Over the last few years, I have been trying to encourage my students to improve their essay writing by sharpening their initial thinking about any essay topic. Time and time again I read essays which, while offering reasonable text knowledge and written expression, suffer from a weak line of argument. All too often, the introduction is a simple restatement of the essay topic, the body paragraphs list three or four separate ideas covering key terms in the topic, while the conclusion repeats back the introduction. Enough for a C or lower B grade, perhaps, but insufficient to really demonstrate sophistication in thinking. To compound this further, much of the guidance published in official VCE English study guides struggles to make absolutely explicit more effective approaches to essay planning. Take, for example, the current edition of the Insight guide to VCE English:
‘Paragraphs should flow well and be linked through a logical progression of ideas that develop the argument.’
Robert Beardwood, English Year 12, Insight Publications (2016), p.67
There is very little to object to in this advice. It is logical and straightforward. Elsewhere in the same book, there is good advice on how to interrogate a topic and generate ideas. Yet it is not enough by itself to prevent students from following mechanical approaches to topics which run the risk of listing disconnected ideas. Additionally, students are still left with the challenge of working out what ‘flow well’ actually means in practice.
So, how do we make the implicit explicit in this case?

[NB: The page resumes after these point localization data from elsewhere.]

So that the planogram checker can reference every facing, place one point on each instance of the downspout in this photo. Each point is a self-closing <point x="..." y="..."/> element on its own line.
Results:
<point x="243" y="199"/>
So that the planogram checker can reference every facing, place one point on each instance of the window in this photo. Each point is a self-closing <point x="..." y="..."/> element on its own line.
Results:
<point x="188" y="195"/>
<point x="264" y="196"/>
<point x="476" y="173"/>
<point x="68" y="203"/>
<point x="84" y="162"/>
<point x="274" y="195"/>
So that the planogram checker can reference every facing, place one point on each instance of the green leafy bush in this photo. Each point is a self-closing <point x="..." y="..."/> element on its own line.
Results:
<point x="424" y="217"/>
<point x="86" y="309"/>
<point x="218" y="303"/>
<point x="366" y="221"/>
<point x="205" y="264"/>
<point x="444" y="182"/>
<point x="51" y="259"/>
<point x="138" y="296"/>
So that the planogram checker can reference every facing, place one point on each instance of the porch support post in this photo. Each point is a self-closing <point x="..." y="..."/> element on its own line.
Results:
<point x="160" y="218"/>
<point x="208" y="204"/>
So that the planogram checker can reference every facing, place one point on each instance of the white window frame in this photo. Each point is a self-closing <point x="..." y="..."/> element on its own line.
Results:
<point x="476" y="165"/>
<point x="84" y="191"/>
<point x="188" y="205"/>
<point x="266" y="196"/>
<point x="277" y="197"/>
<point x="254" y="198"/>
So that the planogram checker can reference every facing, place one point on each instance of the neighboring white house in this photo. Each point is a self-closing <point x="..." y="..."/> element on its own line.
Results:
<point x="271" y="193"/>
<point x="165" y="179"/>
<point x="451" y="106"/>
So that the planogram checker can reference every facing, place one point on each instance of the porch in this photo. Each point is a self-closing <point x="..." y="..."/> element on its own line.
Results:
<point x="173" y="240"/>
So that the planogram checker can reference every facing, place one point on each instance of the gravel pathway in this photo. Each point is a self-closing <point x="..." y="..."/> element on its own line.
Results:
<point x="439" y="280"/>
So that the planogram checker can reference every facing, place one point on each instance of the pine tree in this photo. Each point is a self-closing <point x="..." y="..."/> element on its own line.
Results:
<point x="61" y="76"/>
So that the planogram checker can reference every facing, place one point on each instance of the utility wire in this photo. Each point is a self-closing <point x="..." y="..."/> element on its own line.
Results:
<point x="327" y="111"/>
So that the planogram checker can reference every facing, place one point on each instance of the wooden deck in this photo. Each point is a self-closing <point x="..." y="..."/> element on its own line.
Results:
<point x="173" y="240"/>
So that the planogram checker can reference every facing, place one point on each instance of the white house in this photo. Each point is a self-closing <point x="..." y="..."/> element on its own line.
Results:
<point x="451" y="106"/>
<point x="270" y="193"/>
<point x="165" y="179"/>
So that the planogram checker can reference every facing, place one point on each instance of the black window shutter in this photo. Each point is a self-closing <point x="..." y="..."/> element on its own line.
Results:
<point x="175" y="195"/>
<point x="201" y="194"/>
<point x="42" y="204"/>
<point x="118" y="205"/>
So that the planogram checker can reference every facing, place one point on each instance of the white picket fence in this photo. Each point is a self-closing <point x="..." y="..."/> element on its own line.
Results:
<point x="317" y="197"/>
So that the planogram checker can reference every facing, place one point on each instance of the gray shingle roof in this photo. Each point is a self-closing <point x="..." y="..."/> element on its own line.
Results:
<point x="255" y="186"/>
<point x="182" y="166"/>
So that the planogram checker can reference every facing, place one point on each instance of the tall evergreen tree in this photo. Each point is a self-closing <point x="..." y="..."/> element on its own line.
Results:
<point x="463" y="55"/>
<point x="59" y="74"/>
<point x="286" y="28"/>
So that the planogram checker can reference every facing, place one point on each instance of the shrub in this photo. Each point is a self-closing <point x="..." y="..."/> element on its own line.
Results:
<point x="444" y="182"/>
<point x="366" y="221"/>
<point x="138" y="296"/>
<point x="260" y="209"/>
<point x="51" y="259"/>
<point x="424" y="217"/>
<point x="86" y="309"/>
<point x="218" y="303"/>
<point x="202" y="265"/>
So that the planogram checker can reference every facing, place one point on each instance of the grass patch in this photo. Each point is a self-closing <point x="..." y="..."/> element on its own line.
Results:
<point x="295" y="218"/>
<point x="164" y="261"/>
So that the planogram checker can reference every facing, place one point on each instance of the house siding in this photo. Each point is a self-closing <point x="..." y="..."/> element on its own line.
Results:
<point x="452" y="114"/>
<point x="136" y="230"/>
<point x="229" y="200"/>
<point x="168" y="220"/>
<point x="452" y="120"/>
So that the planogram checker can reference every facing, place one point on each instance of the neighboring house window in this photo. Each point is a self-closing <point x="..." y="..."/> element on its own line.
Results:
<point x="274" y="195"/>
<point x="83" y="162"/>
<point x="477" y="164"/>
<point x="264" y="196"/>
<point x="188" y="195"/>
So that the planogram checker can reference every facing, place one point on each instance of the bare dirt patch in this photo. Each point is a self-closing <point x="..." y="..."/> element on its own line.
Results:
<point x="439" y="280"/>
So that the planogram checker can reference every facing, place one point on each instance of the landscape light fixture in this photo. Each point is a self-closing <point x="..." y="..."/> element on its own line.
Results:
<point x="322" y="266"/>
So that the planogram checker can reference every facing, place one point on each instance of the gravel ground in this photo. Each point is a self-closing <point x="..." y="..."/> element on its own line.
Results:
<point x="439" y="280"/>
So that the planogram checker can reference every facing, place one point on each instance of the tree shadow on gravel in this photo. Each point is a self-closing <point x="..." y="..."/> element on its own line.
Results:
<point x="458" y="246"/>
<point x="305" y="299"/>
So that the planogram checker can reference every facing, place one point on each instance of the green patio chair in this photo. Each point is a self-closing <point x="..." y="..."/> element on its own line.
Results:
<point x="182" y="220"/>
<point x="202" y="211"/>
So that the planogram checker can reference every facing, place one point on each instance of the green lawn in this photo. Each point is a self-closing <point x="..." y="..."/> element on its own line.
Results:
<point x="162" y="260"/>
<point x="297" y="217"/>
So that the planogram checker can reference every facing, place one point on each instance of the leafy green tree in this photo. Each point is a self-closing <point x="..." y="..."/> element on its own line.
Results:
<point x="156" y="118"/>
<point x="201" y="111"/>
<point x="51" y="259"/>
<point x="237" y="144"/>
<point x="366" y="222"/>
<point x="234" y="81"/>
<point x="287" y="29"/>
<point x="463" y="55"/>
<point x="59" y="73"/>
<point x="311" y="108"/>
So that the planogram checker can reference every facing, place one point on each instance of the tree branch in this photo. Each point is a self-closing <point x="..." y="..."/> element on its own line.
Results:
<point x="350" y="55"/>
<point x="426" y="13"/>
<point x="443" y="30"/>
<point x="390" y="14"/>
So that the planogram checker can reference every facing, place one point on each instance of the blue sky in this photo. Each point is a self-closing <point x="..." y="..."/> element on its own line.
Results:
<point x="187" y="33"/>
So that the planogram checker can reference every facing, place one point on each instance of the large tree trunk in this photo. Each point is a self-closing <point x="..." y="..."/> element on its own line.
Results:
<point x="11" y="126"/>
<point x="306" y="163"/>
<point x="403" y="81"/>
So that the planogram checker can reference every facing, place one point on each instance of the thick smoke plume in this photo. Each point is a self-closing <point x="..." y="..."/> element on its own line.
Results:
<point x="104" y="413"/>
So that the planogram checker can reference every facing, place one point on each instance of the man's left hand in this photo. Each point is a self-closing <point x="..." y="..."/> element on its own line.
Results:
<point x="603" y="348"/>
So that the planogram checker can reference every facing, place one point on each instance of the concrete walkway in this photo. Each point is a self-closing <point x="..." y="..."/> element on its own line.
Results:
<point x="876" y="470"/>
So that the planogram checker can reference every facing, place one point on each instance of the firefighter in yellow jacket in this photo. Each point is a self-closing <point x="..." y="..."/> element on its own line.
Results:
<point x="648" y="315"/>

The first stage is to take the proposition in an essay topic and convert it into a problem by applying the question stem, ‘Is it true that… ?’
(Is it true that…) ‘In Stasiland, Funder exposes a world both cruel and absurd’ (?)
Essay topic adapted from the 2015 VCE English examination.
By converting the proposition into a problem, students are now led to create an initial ‘Yes, because… but…’ argument. This instantly forms an effective overall contention and suggests the overall thrust of the essay. Now all that is left is to work though two procedures:
- brainstorm definitions of key words to generate relevant text examples
- form the line of argument by expanding upon the contention
The line of argument is my main area of interest. To create greater complexity in their line of argument, I have begun to encourage my students to adapt the Aristotelian process of narration – affirmation – refutation in their planning. If we return to the students’ initial contention we can then expand it into the following thinking sequence:
- (Narration): Initial problem established by the writer (Yes, because…)
- (Affirmation): Consequences of this problem for people / places (Consequently…)
- (Refutation): How this problem is resolved / unresolved (However…)
While this obeys the classic five-paragraph essay structure, it can form as many body paragraphs as is required to satisfactorily address the essay topic. Crucially, it takes the standard method of brainstorming separate ideas and arranges them into a linear argument. This is one way to improve ‘flow’. Below is an example of one of my current Year 12 student’s writing on Measure for Measure. For her practice coursework task (closed book, written under exam conditions) this was the introduction and opening body paragraph:
While this is by no means perfect, there is a real sense of the student trying to illuminate the essential problem proposed by the essay topic. Please note also that this is not one of my strongest students; she would ordinarily be regarded as a grade B candidate. Given how hard she is working, and how readily she is willing to apply more sophisticated thinking routines, I have high hopes for her eventual exam performance.
It has been an enjoyable process over the last couple of years trying to continually pare down the planning process to this point. My students can now (generally) draw up a clear line of argument in an essay plan, with clearly identified examples, in around 5-6 minutes, which is pretty good.